Welche Lösungsansätze gibt es?
Als mögliche Lösungen werden unterschiedliche Ansätze betrachtet. Darmstadt denkt zum Beispiel über die Umwandlung von leerstehenden Bürogebäuden in Wohnungen nach. Frankfurt plant hingegen den Bau mehrerer Wohn-Türme, während Kassel zum Beispiel die Errichtung von 350 Wohnungen auf dem Areal des ehemaligen Versorgungsamts ins Auge fasst.
Großer Zuwachs erwartet
Allerdings werde etwa auch in Darmstadt das Problem des fehlenden Wohnraums weiter ein großes bleiben: Bis 2035 erwartet Darmstadt einen Zuwachs von weiteren 10.000 Neubürgerinnen und Neubürgern. Wichtig sei, so Oberbürgermeister Benz im FFH-Gespräch, die Gespräche mit Nachbarkommunen und -kreisen voranzutreiben, wie man gemeinsam neuen Wohnraum schaffen kann - für Menschen, die im Umfeld der Stadt wohnen und dann in der City arbeiten.

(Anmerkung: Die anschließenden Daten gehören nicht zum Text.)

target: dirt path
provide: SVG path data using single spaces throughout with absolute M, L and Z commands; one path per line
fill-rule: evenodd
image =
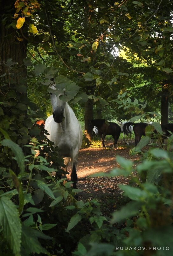
M 129 146 L 119 142 L 116 149 L 111 149 L 112 141 L 106 141 L 105 145 L 107 147 L 106 148 L 89 148 L 80 150 L 77 164 L 77 187 L 83 190 L 79 194 L 79 200 L 88 200 L 96 198 L 102 203 L 103 202 L 106 208 L 110 208 L 109 210 L 111 211 L 116 207 L 119 204 L 119 201 L 122 200 L 122 191 L 119 188 L 118 184 L 128 184 L 128 178 L 121 177 L 89 176 L 99 172 L 107 172 L 114 168 L 119 167 L 116 161 L 117 155 L 134 161 L 138 160 L 139 157 L 129 154 L 129 149 L 134 146 L 133 141 Z M 68 171 L 70 173 L 67 176 L 69 179 L 70 169 L 69 164 Z

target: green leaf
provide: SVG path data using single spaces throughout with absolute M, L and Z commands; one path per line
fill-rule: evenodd
M 109 21 L 107 20 L 106 19 L 101 19 L 100 20 L 100 24 L 103 24 L 103 23 L 109 23 Z
M 130 160 L 126 159 L 120 155 L 117 155 L 116 157 L 117 162 L 120 165 L 121 167 L 127 170 L 131 169 L 133 162 Z
M 0 107 L 0 116 L 4 116 L 3 110 L 1 107 Z
M 135 117 L 132 117 L 132 118 L 131 118 L 129 119 L 129 122 L 133 122 L 134 121 L 135 121 L 136 120 L 138 120 L 139 119 L 140 119 L 141 117 L 141 116 L 136 116 Z
M 42 64 L 39 64 L 36 65 L 34 67 L 34 70 L 33 72 L 37 75 L 44 72 L 46 68 L 45 65 Z
M 85 75 L 84 75 L 83 77 L 85 81 L 92 81 L 93 79 L 93 75 L 90 72 L 86 73 Z
M 23 225 L 22 243 L 24 251 L 22 252 L 22 255 L 25 255 L 26 251 L 27 255 L 40 253 L 47 254 L 47 251 L 43 247 L 38 241 L 39 237 L 46 240 L 51 239 L 41 232 Z
M 37 28 L 33 24 L 30 24 L 29 25 L 29 32 L 33 34 L 36 34 L 38 32 Z
M 148 136 L 143 137 L 141 139 L 136 147 L 135 147 L 134 149 L 133 149 L 133 151 L 134 151 L 134 151 L 135 152 L 137 152 L 138 151 L 140 151 L 142 148 L 143 148 L 144 147 L 145 147 L 149 143 L 150 139 L 150 137 L 149 137 Z
M 26 213 L 22 215 L 22 217 L 26 217 L 31 215 L 37 213 L 43 212 L 44 211 L 41 209 L 38 209 L 35 207 L 29 207 L 26 210 L 27 212 L 29 212 L 29 213 Z
M 113 214 L 111 220 L 112 223 L 120 221 L 137 215 L 140 209 L 141 202 L 137 201 L 130 202 L 125 206 L 121 207 L 119 211 L 116 211 Z
M 157 122 L 153 122 L 152 123 L 151 125 L 154 126 L 154 128 L 157 132 L 161 134 L 163 134 L 163 132 L 162 129 L 162 127 L 160 124 Z
M 24 156 L 21 147 L 15 143 L 10 139 L 5 139 L 0 142 L 3 146 L 6 146 L 10 147 L 15 156 L 15 159 L 20 168 L 21 173 L 23 173 L 25 168 Z
M 91 243 L 91 248 L 85 256 L 111 256 L 113 255 L 114 246 L 108 244 Z
M 28 67 L 32 65 L 32 63 L 31 62 L 31 58 L 29 58 L 28 57 L 24 58 L 23 59 L 23 62 L 25 66 Z
M 96 52 L 97 50 L 97 47 L 99 46 L 99 42 L 97 41 L 94 42 L 92 45 L 92 49 L 94 52 Z
M 25 19 L 24 17 L 23 18 L 19 18 L 17 21 L 17 24 L 16 26 L 17 28 L 18 29 L 19 29 L 19 28 L 21 28 L 24 25 L 25 21 Z
M 38 186 L 45 191 L 48 196 L 53 199 L 56 199 L 52 191 L 49 187 L 50 186 L 49 184 L 46 184 L 42 180 L 36 180 L 36 182 Z
M 162 70 L 163 71 L 166 72 L 167 74 L 169 74 L 170 73 L 172 73 L 172 69 L 169 68 L 162 68 Z
M 18 178 L 14 172 L 10 169 L 9 172 L 12 177 L 13 181 L 18 192 L 19 198 L 19 205 L 18 208 L 20 215 L 23 211 L 24 205 L 24 196 L 23 193 L 23 187 L 21 184 L 21 181 Z
M 17 108 L 18 108 L 20 110 L 23 111 L 28 110 L 28 107 L 25 104 L 23 103 L 18 103 L 17 104 Z
M 3 134 L 5 139 L 10 139 L 10 137 L 7 132 L 5 132 L 5 131 L 4 131 L 4 130 L 3 130 L 3 129 L 2 129 L 2 128 L 0 127 L 0 132 Z M 1 142 L 0 142 L 0 143 Z
M 150 150 L 151 154 L 156 157 L 169 159 L 170 158 L 167 152 L 161 148 L 154 148 Z
M 161 60 L 160 61 L 157 63 L 156 65 L 158 65 L 158 66 L 163 66 L 165 62 L 164 60 Z
M 85 256 L 86 253 L 86 250 L 85 247 L 80 242 L 78 245 L 78 251 L 79 252 L 80 256 Z M 75 255 L 75 252 L 74 253 L 74 255 Z
M 143 200 L 148 196 L 148 193 L 139 188 L 131 187 L 128 185 L 119 185 L 124 192 L 124 194 L 130 199 L 135 201 Z
M 77 213 L 73 216 L 70 219 L 68 227 L 66 230 L 66 232 L 69 232 L 70 230 L 74 228 L 79 222 L 81 218 L 82 217 L 81 215 L 78 213 Z
M 56 199 L 52 202 L 50 205 L 50 207 L 52 207 L 52 206 L 54 206 L 55 205 L 56 205 L 58 203 L 59 203 L 62 201 L 63 198 L 62 196 L 59 196 Z
M 76 208 L 74 205 L 68 205 L 65 207 L 66 209 L 67 209 L 68 210 L 74 210 Z
M 0 223 L 14 254 L 20 255 L 22 225 L 19 212 L 15 205 L 5 196 L 0 198 Z

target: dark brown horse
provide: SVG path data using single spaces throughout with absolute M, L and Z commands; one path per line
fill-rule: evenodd
M 94 126 L 97 127 L 98 133 L 100 136 L 102 147 L 105 147 L 104 139 L 106 135 L 112 135 L 114 139 L 113 148 L 114 148 L 121 133 L 121 128 L 115 123 L 108 122 L 109 125 L 105 123 L 105 119 L 94 119 L 90 121 L 88 131 L 90 132 Z
M 130 122 L 126 123 L 124 124 L 123 126 L 123 131 L 127 135 L 128 135 L 128 133 L 131 134 L 132 133 L 129 130 L 129 127 L 132 125 L 133 125 L 133 129 L 135 135 L 135 146 L 136 146 L 140 141 L 142 135 L 145 136 L 146 127 L 147 125 L 151 125 L 146 123 L 138 123 L 136 124 Z M 165 139 L 170 135 L 169 131 L 172 132 L 173 132 L 173 124 L 161 124 L 161 127 L 163 133 L 163 135 L 162 137 L 162 143 L 163 143 Z M 155 133 L 157 133 L 156 130 L 154 130 L 154 132 Z

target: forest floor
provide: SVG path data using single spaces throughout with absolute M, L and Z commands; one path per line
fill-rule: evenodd
M 119 141 L 117 148 L 114 149 L 111 148 L 113 144 L 113 140 L 106 139 L 105 148 L 81 149 L 77 165 L 77 188 L 82 190 L 78 194 L 79 200 L 87 201 L 96 199 L 101 204 L 102 213 L 107 216 L 110 216 L 114 210 L 125 203 L 118 184 L 128 184 L 128 179 L 122 176 L 93 177 L 93 175 L 109 172 L 120 167 L 116 160 L 117 155 L 135 161 L 135 165 L 140 159 L 139 155 L 129 154 L 130 150 L 135 147 L 134 140 L 129 142 L 129 145 Z M 67 176 L 68 180 L 70 179 L 70 163 L 68 169 L 69 174 Z

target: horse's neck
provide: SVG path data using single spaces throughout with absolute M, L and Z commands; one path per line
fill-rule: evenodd
M 66 102 L 63 112 L 64 119 L 61 123 L 59 123 L 59 125 L 63 131 L 65 131 L 69 127 L 70 128 L 71 127 L 72 117 L 71 115 L 71 110 L 73 111 L 68 103 Z

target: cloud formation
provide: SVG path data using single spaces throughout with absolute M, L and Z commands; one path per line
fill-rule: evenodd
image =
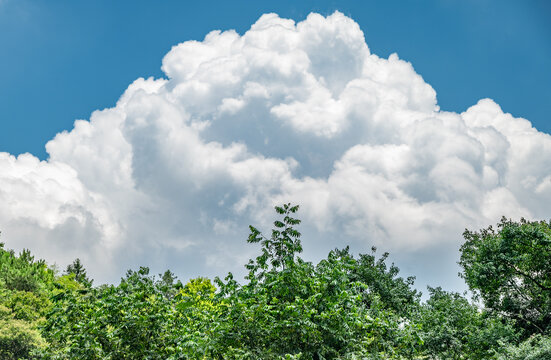
M 213 31 L 162 69 L 48 142 L 48 161 L 0 153 L 3 241 L 78 256 L 100 281 L 142 264 L 221 275 L 254 252 L 247 225 L 293 202 L 307 258 L 377 245 L 418 273 L 435 251 L 455 258 L 465 227 L 550 216 L 551 136 L 490 99 L 442 111 L 339 12 Z

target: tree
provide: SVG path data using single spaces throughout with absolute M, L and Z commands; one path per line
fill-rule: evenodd
M 316 266 L 298 256 L 297 210 L 290 204 L 276 207 L 282 219 L 274 222 L 269 238 L 250 227 L 248 241 L 260 243 L 261 252 L 246 265 L 246 284 L 231 273 L 225 282 L 217 279 L 220 313 L 208 357 L 411 358 L 420 344 L 415 327 L 370 293 L 362 282 L 371 274 L 362 271 L 364 262 L 348 249 L 331 251 Z M 388 278 L 395 275 L 393 270 Z
M 67 275 L 73 274 L 75 276 L 75 281 L 81 283 L 85 287 L 92 286 L 92 281 L 88 279 L 88 275 L 86 274 L 86 269 L 80 262 L 79 258 L 76 258 L 72 264 L 69 264 L 67 266 L 67 269 L 65 270 L 65 274 Z
M 440 287 L 428 291 L 430 297 L 415 317 L 431 359 L 490 359 L 502 344 L 516 340 L 509 324 L 479 311 L 461 294 Z
M 551 222 L 502 218 L 497 230 L 465 230 L 461 276 L 484 305 L 525 337 L 551 332 Z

Lage so prekär wie noch nie
Die Lage sei so prekär wie noch nie, sagt Thomas Reimann im FFH-Gespräch. Er ist Bauunternehmer aus Bad Vilbel und Vizepräsident der Vereinigung hessischer Unternehmerverbände. "Erschreckend", sagt er mit Blick auf den Abwärts-Trend bei den Baugenehmigungen - und sieht fatale Folgen auf das Land zukommen.
Wirtschaftliche und gesellschaftliche Folgen
Es werde immer schwieriger für Unternehmen, Fachkräfte zu gewinnen, wenn diese keinen bezahlbaren Wohnraum finden. Und es entstehe "sozialer Unfrieden", wenn es einem erheblichen Teil der Menschen - vom Auszubildenden bis zur Familie - nicht mehr gelinge, eine passende Wohnung zu bekommen.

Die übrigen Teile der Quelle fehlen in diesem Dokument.